Fabric vendors have been struggling for some time over the question of how to increase performance on ISL links while ensuring in-order delivery of frames. A single sequence of frames sent over four trunked interswitch links, for example, might arrive at the destination switch in a random order. Without complex queuing algorithms, it is not possible to leverage multiple interswitch links to increase bandwidth.
Alternately, only sending sequences over specific ISLs may result in over-utilization of some ISLs and under-utilization of others. Simply replacing multiple 2 Gbps ISLs with a single 10 Gbps ISL resolves both the performance and frame delivery issues.
Dynamic partitioning (pioneered by Sanera and now part of the McDATA product line) addresses the problem of swollen SNS tables by providing hardware-based segmentation of a single large director into separate SAN partitions. A 256-port director, for example, can be divided into isolated partitions that service separate departments or applications.
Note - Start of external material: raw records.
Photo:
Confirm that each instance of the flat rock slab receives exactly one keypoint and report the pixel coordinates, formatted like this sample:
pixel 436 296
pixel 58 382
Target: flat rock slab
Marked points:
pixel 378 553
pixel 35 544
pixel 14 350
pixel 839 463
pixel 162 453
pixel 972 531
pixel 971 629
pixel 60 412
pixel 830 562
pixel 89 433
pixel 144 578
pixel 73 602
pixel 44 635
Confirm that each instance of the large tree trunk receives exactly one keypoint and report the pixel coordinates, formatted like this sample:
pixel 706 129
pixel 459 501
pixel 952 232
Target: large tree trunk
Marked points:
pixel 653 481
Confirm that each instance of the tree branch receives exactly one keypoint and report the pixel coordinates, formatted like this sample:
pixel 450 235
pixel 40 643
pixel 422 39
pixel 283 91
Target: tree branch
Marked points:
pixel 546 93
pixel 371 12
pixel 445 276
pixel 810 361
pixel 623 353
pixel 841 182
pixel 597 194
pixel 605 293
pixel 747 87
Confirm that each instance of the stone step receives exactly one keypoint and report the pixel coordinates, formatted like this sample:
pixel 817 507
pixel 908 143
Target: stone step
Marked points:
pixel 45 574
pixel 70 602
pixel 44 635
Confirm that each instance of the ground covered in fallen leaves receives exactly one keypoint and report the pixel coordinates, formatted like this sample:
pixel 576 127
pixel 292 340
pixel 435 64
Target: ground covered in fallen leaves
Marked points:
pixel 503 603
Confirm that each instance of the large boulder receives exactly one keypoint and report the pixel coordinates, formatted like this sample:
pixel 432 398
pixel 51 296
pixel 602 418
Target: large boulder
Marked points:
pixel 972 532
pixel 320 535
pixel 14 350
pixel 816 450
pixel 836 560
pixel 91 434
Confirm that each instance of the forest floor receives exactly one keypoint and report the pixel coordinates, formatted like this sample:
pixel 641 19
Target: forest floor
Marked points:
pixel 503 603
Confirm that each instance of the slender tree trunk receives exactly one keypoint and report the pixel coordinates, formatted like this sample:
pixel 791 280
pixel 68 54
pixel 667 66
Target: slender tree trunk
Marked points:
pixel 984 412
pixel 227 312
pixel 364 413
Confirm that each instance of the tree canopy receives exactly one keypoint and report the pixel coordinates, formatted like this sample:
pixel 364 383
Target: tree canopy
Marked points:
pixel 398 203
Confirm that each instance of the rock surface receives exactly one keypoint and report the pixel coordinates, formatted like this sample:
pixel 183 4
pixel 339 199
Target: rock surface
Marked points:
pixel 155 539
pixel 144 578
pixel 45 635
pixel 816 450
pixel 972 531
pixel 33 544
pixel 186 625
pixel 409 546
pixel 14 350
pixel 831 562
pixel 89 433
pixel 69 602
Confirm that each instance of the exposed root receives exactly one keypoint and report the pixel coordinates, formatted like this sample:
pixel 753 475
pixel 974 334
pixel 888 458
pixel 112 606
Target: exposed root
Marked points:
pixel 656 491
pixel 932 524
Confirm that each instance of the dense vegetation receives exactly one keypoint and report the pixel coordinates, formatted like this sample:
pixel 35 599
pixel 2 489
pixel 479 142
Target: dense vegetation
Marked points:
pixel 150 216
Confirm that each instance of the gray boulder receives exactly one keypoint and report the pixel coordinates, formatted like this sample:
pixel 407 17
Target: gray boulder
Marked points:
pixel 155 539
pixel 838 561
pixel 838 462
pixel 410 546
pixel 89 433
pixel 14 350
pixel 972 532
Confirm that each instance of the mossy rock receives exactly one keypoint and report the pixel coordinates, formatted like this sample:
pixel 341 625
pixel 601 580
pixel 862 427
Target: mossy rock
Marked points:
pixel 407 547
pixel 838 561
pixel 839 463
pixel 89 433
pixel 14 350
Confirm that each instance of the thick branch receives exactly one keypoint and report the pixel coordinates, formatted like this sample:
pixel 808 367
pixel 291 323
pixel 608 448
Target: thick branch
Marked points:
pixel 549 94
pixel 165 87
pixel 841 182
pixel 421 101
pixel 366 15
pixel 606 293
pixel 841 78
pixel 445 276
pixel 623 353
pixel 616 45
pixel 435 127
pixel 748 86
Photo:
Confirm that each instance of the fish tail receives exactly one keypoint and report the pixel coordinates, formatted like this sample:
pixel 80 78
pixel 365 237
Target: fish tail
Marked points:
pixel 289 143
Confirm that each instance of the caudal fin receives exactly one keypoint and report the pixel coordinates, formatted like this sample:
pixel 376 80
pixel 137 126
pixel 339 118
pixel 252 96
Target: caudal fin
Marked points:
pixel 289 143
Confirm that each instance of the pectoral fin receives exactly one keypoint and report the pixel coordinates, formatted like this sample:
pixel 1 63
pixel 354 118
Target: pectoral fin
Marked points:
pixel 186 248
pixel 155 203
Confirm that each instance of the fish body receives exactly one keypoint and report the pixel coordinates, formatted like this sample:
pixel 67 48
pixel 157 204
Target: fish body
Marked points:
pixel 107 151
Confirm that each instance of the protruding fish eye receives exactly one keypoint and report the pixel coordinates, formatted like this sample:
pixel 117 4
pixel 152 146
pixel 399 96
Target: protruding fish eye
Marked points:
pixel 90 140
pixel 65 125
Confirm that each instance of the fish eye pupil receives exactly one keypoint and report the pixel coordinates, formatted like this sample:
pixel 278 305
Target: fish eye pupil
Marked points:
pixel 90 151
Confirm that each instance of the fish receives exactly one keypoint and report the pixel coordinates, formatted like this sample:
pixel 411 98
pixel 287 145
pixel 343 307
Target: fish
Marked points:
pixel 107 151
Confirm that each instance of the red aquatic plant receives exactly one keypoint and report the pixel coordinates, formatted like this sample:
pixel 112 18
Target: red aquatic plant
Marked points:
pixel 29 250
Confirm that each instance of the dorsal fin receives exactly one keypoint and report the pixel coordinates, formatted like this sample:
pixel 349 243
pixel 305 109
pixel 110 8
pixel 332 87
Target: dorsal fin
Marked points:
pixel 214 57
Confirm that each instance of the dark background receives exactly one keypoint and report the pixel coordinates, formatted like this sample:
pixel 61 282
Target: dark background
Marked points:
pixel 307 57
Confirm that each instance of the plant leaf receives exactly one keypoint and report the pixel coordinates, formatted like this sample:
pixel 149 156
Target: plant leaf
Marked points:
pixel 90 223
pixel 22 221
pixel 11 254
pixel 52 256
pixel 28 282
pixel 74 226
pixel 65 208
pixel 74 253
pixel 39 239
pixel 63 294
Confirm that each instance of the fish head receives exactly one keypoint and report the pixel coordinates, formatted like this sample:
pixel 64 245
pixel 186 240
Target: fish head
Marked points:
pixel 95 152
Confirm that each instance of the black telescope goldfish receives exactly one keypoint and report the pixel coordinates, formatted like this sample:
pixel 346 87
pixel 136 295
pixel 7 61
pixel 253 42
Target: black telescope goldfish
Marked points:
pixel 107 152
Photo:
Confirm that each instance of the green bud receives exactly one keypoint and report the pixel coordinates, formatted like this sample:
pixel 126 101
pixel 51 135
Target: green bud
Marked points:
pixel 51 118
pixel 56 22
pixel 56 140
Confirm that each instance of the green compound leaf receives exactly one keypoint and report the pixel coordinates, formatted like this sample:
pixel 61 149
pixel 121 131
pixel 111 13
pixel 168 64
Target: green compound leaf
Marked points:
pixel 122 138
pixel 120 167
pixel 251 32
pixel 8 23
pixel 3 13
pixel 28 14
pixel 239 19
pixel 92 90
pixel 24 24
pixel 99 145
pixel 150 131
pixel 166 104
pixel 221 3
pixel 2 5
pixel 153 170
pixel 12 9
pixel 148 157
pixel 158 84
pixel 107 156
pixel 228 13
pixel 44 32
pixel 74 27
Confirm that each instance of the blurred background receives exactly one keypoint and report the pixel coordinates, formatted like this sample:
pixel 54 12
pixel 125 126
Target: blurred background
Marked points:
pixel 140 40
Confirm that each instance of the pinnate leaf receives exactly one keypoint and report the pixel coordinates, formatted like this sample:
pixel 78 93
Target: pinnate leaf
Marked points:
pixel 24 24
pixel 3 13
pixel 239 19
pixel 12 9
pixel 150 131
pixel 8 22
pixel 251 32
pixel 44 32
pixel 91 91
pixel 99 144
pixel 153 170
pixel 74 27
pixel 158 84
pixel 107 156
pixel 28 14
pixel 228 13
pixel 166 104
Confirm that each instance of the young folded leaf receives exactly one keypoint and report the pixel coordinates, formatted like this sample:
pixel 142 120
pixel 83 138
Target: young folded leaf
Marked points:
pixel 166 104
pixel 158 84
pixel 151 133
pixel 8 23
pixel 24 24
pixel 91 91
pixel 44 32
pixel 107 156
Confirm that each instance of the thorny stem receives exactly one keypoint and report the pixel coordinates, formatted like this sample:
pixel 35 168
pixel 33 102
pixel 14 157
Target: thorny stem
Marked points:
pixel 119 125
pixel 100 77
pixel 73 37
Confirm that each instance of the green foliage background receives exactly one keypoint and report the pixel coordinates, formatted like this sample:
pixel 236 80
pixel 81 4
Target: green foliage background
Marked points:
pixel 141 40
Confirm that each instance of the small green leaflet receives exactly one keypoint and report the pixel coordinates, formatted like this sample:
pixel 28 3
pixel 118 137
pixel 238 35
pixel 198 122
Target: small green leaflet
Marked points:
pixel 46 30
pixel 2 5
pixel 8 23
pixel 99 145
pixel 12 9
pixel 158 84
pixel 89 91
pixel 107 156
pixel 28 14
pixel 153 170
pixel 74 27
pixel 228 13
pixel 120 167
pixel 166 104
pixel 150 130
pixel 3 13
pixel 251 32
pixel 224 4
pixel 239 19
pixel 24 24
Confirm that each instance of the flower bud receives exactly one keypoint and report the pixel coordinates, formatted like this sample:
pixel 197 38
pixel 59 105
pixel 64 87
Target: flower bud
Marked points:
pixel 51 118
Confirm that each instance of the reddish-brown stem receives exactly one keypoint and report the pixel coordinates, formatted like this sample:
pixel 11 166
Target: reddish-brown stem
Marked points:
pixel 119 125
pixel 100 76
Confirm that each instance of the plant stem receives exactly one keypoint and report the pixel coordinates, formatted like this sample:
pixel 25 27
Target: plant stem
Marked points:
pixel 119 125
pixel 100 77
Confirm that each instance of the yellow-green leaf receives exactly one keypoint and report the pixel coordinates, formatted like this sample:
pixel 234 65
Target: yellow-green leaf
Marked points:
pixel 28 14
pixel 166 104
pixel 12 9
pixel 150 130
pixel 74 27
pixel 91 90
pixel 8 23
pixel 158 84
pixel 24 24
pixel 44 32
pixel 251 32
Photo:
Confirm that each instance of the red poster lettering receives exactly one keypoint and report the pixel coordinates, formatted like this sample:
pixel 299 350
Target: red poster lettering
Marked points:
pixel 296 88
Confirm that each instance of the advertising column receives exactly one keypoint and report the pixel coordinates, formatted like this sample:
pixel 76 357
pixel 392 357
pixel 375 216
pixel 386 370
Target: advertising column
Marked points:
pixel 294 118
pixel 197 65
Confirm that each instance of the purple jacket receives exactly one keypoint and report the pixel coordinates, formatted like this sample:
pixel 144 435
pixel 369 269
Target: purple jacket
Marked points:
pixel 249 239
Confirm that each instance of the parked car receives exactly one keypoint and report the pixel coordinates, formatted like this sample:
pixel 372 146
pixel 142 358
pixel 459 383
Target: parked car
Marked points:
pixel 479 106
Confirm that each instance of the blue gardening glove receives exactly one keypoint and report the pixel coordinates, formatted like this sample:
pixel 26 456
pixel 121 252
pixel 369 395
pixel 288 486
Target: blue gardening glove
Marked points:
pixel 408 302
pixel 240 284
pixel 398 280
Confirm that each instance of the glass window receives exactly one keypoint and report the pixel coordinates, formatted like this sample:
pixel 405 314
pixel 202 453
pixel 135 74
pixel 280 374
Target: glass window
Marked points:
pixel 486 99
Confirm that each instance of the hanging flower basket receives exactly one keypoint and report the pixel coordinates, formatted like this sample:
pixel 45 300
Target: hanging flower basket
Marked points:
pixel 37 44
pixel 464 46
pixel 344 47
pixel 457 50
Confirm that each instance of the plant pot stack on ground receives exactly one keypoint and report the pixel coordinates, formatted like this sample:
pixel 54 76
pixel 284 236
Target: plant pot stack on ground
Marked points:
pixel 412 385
Since each partition has a smaller SNS and operates independently of the other partitions, the convergence time for each partition is improved.
Dynamic partitioning also allows different microcode versions to be run on each partition and for individual partitions to be reset without affecting the entire switch. A software-based scheme using frame tagging (e.g., Cisco VSANs) provides separation of traffic within a switch, but does not accommodate multiple microcode versions or selective reset.
SAN routing (pioneered by Nishan Systems) resolves large fabric issues by providing a layer 3 routing function for connecting SANs. Instead of building a single large fabric with the accompanying SNS, convergence, and reconfiguration issues, SAN routing maintains the autonomy of each SAN segment that is connected while simultaneously allowing designated storage conversations between SANs to occur.
SAN routing aligns with the customer requirement to share storage assets between hundreds or thousands of devices, but avoids the inherent flat network issues that large meshed SANs imply. Just as IP routing solved the problem of broadcast storms for bridged LANs, SAN routing enables customers to build very large and stable storage networks out of multiple, separate SANs.
Collectively, these new options can help storage managers achieve their business goals of sharing and managing their storage assets more efficiently and at lower cost. The requirements of Fibre Channel architecture can thus be fulfilled without forcing the customer to adapt their business objectives to the peculiar behavior of the underlying SAN technology.